The U.S. central bank is expected to resume hiking rates next Wednesday after skipping an increase in June. The Fed has raised its policy rate by 500 basis points since March 2022, when it kicked off its fastest monetary policy tightening cycle in more than 40 years.

“Many employers are reluctant to reduce headcount despite a slower economy, since the labor market is very tight, which might make rehiring difficult if growth picks up in six or twelve months,” said Bill Adams, chief economist at Comerica Bank in Dallas.

Economists shrugged off a separate report from the Conference Board showing its Leading Economic Index, a gauge of future U.S. economic activity, dropped for the 15th straight month in June, the longest such streak since 2007-08, when the economy was in the midst of the Great Recession.

“However, with most of the weakness in a few sentiment-based indicators, the recession signal is not as strong as it appears,” said Michael Pearce, lead U.S. economist at Oxford Economics in New York.

Stocks on Wall Street were mixed. The dollar rose against a basket of currencies. U.S. Treasury prices fell.


The claims data covered the week during which the government surveyed businesses for the nonfarm payrolls component of July’s employment report. Claims fell during the June and July survey weeks. The economy added 209,000 jobs in June.

The number of people receiving benefits after an initial week of aid, a proxy for hiring, increased 33,000 to 1.754 million during the week ending July 8, the claims report showed.

At current levels, the so-called continuing claims are low by historical standards, indicating that some laid-off workers are quickly finding work.

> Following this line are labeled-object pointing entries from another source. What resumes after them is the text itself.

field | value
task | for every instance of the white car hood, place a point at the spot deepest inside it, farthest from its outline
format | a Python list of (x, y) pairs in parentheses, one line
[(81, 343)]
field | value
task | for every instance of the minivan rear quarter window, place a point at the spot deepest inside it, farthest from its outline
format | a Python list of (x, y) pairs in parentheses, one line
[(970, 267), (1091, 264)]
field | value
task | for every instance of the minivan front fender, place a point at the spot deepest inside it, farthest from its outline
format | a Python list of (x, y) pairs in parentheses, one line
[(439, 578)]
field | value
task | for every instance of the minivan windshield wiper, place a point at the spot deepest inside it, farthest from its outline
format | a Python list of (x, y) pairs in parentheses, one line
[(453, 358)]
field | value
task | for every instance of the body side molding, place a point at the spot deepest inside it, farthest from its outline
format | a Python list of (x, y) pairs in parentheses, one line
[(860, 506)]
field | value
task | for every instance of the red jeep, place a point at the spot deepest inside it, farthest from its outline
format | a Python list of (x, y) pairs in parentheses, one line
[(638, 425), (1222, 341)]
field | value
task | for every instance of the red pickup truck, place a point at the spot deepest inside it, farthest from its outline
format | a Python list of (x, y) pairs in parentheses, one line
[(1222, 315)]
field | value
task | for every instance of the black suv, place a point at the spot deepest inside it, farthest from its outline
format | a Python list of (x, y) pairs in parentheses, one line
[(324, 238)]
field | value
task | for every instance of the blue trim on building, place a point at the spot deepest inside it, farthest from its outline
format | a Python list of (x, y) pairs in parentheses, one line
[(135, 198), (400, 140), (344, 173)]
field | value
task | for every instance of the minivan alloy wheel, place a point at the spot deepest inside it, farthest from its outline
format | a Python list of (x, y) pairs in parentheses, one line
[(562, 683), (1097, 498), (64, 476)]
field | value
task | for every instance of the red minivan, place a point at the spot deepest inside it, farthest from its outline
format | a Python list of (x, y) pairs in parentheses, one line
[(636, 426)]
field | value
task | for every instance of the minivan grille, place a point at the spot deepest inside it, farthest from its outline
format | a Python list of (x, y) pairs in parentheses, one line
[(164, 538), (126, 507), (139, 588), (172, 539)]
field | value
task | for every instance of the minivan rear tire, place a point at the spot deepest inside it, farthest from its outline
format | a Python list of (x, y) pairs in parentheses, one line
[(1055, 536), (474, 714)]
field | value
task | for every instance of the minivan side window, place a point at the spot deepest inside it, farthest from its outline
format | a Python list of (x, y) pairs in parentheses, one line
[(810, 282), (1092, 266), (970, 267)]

While the labor market remains resilient, housing and manufacturing continue to struggle. A third report from the National Association of Realtors showed existing home sales fell 3.3% in June to a seasonally adjusted annual rate of 4.16 million units, the lowest level since January.

A perennial shortage of houses on the market and higher mortgage rates are weighing on sales. With supply tight, house prices are rising again on a monthly basis. This together with the average rate on the popular 30-year fixed mortgage just under 7%, according to data from mortgage finance agency Freddie Mac, could price first-time buyers out of the market.

Most homeowners have mortgage rates under 5%, meaning they have no incentive to sell. Last month’s sales pace was the weakest for any June since 2009, during the sub-prime mortgage crisis.

“Perhaps stabilizing prices will be enough to convince more owners to put their homes on the market, but it’s likely that the fate of both existing home inventories and mortgage rates will remain linked for the foreseeable future,” said Erik Johnson, a senior economist at BMO Capital Markets in Toronto.

A fourth report from the Philadelphia Fed showed factory activity in the mid-Atlantic region still subdued in July, but manufacturers were more upbeat about business conditions over the next six months.

“Softer demand for goods and higher borrowing costs continue to be hurdles,” said Rubeela Farooqi, chief U.S. economist at High Frequency Economics in New York.

“But re-shoring of supply chains, infrastructure projects and a stabilization in rates and demand could provide support to manufacturing activity over time.”